Shifting corporate cyber risk treatment and its impact on boards and board governance
The final rule requires U.S domestic and Foreign Private Issuers (FPI) subject to the Securities and Exchange Act 1934, to disclose material cyber risks and material cyber incidents important to investors, from December 2023. To meet these requirements registrants are compelled to define Materiality, and Adequate cybersecurity risk management compliance with sufficient detail as to satisfy a Reasonable Investor. Registrants are required to demonstrate to regulator and investors that they have the necessary risk management processes and appropriate board and board subcommittee governance, oversight and assurance of material cyber risks and material cyber incidents.

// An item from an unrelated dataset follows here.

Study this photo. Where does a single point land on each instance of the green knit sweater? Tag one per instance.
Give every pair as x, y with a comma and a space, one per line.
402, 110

The final rule requires registrants to identify board committees or subcommittees responsible for the oversight of material cyber risks and material cyber incidents; publish their cyber risk management processes; the processes by which the board or subcommittees are informed of cyber material risk; management’s role in assessing and managing the registrant’s material risks; disclose the management positions and the relevant committee members expertise to oversight and assure cyber risks; and provide investors with enough information to be able to make valued judgements as to the effects of material cyber risk and material cyber incidents, with sufficient detail to satisfy a reasonable investor.
Registrants cannot secure every material cyber risk. Therefore adopting ‘adequate’ compliance to the rule is more likely appropriate. This can be achieved through the consideration of existing cybersecurity and risk management frameworks and standards, such as Risk Management Framework(RMF) and Federal Information Processing Standards(FIPS) required under the Federal Information Security Modernization Act(FISMA) adopted by Federal Agencies including the SEC. To further address corporate governance, registrants should consider implementing a 3 Line of Defence(3 LoD) operating model, that integrates functions that create cyber risk(1st Line) Risk management(2nd Line), and Audit(3rd Line) through good corporate governance. Utilizing internal and external general Counsel to create a robust legal compliance program.
Regulatory compliance starts December 2023, when registrants are required to demonstrate that they can manage, oversight and assure cybersecurity risks and incidents. The data provided to capital markets can then be used to evaluate boards and accountable executives’ ability to manage their organizations cybersecurity risks and incidents. What is unknown at this time are the consequences of failing to report material risks or material incidents with sufficient detail to enable a reasonable investor to make an investment decision. What is known today is the SECs record of regulatory enforcement and the statistics related to cyber-attack frequency, complexity and severity make it more likely that corporate cybersecurity risk management will be challenged for adequacy.